After the golden age of late 90s, CRPGs went into shadows of a very narrow niche until maybe 2012-2013. Larian were unlucky enough to work during that winter, and their games weren't particularly successful, although well known in the niche community. Pure RPGs were always niche, and it was hard for them to survive because the market has been split into AAA and indie, leaving no space for anything in between.

Then the non-mainstream communities like RPG Codex produced several indie RPGs like Age of Decadence which also piqued curiosity of the people outside of the niche who grew tired of the constant stream of shallow same-face sandbox action soups with RPG elements like Skyrim.

Larian in particular decided to have their presence on RPG Codex and 100% cater to their desires.
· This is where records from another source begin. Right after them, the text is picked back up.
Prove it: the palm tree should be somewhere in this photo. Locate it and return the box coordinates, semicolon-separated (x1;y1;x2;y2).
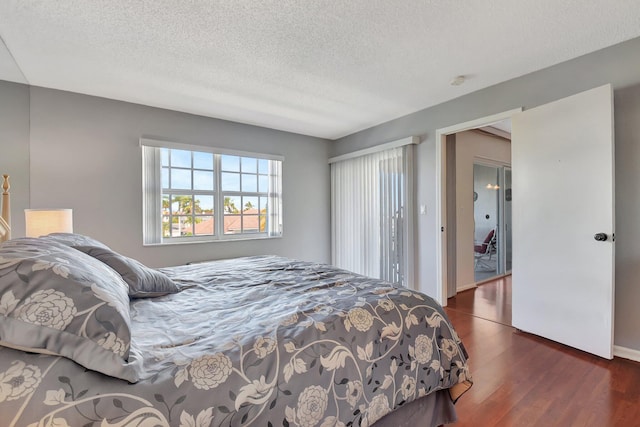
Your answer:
162;195;206;236
224;197;239;214
260;206;267;232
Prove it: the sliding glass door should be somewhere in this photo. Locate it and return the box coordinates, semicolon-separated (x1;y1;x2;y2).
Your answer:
331;145;414;287
503;167;512;273
473;163;511;282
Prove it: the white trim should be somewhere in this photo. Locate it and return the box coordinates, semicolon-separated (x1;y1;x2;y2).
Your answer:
143;234;281;246
478;126;511;140
404;144;415;290
437;109;522;136
435;108;522;306
140;137;285;162
613;345;640;362
328;136;419;164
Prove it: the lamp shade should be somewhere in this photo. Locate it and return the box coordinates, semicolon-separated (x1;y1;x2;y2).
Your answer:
25;209;73;237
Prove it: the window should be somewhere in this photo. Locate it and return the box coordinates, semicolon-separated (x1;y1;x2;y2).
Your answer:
142;139;282;244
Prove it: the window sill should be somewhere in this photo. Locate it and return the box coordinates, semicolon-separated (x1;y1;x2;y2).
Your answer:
143;234;283;247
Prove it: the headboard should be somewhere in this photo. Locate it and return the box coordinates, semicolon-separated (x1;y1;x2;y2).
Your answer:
0;174;10;242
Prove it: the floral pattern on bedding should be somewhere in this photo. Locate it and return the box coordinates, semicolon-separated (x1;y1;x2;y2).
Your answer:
0;238;140;383
0;256;471;427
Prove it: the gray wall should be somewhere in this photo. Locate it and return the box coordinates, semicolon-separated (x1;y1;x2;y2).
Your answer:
0;80;29;237
3;36;640;352
332;36;640;352
3;85;331;267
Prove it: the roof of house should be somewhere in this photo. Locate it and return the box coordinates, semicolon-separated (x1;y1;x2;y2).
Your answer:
193;209;262;235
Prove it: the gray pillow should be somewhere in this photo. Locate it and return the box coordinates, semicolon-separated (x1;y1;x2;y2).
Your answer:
75;246;179;298
0;238;141;382
45;233;179;298
45;232;110;249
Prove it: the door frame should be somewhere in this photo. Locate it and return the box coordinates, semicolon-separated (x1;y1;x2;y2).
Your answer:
435;108;522;306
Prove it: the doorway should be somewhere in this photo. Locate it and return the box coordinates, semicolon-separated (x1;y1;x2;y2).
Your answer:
436;85;615;359
435;108;521;306
444;125;512;296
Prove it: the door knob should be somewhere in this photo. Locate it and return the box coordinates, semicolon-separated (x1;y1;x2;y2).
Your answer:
594;233;608;242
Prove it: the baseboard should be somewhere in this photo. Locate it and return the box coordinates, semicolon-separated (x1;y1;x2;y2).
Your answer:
456;283;477;293
614;345;640;362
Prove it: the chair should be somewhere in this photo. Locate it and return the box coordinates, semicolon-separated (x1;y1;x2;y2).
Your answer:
474;229;496;270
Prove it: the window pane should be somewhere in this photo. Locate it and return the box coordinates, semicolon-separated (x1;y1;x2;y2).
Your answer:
259;215;266;232
196;195;214;214
171;149;191;168
242;196;259;212
224;215;241;234
175;216;193;236
193;151;213;170
194;216;214;236
221;155;240;172
223;196;241;214
162;216;171;237
161;168;169;189
260;197;268;213
221;172;240;191
171;195;194;214
242;215;259;233
242;157;257;173
258;175;269;192
162;195;171;215
161;148;169;167
258;159;269;174
242;173;257;192
171;169;191;189
170;216;180;237
193;170;214;191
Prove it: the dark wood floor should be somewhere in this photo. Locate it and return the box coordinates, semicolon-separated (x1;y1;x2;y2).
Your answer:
447;275;512;326
444;277;640;427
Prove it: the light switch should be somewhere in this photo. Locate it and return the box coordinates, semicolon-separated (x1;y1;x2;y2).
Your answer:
420;204;427;215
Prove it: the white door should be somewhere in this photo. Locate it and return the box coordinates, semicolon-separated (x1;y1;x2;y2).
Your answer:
511;84;615;359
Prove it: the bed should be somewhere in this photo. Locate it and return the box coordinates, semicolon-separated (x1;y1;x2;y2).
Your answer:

They crowdsourced Divinity Original Sin development and implemented almost every reasonable advice RPG nerds gave them under their own vision. The result was a solid and fun game that was a breath of fresh air in the context of 2014. Since about that time, pure RPGs formed a much larger following that steadily grew over the years.

The current sales are mostly because the genre itself got popular again - without it they couldn't have possibly reached those numbers regardless of the quality of their game, as they never did in the previous 2 decades.

2011-2014 were transformative years after the massive boredom of the "next-gen" treadmill of the mid-late 2000s. CRPG is not the only genre that benefited from that. Military-like sandbox games skyrocketed in popularity, giving birth to various offshoots like Battle Royale; soulslike games multiplied; there was even a short revival of arena shooters, although not really successful.